SALT - Friday, Rosh Chodesh Adar Bet 5776 - March 11, 2016

  • Rav David Silverberg

            The Gemara in Masekhet Arakhin (16) comments that the me’il, the robe worn by the kohen, serves to atone for the sin of lashon ha-ra – negative and offensive speech about other people.  The basis of this connection is the bells which ran along the bottom of the me’il and produced a ringing sound as the kohen gadol walked.  The Gemara comments that the sound produced by the me’il serves to atone for the sin which is violated through sound – namely, lashon ha-ra.

            Based on the Gemara’s remark, the Chafetz Chayim, in his famous work on the topic of lashon ha-ra (2:15), associates various aspects of the me’il with the vitally important obligation of shemirat ha-lashon – refraining from negative speech about others.  One such aspect is the safa, or binding, which was stitched onto the me’il around the neck.  The Torah (Shemot 28:32, 39:23) instructs that the binding should resemble that of a “tachra,” which Rashi explains to mean an armored coat.  Surprisingly, the Torah commanded that the me’il, one of the garments worn by the kohen gadol in the Beit Ha-mikdash, should have the appearance of armor worn by warriors in battle.  The Chafetz Chayim explained that symbolically, this association between the me’il and armor signifies the protective effect of avoiding lashon ha-ra.  The more a person speaks negatively and offensively to and about other people, the more resentment he evokes and the more hostility he invites upon himself.  The me’il, which represents the antidote, as it were, to lashon ha-ra, thus resembles a coat of armor, as avoiding lashon ha-ra helps shield us from other people’s hostility.
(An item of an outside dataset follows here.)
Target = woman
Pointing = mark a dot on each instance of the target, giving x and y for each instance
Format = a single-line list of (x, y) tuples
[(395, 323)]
The Chafetz Chayim speaks in this context specifically of one who finds himself in a quarrel or disagreement with another person.  The way to protect himself from the other person’s hostility, the Chafetz Chayim writes, is through silence.  The natural instinct is to launch verbal attacks against one’s adversary and try and knock him down, but more often than not, this only backfires and further fuels the flames of acrimony.  The Chafetz Chayim urges us to protect ourselves from unnecessary conflicts and tension through shemirat ha-lashon, by exercising restraint and keeping silent even when our instincts tell us to speak negatively and disdainfully about others.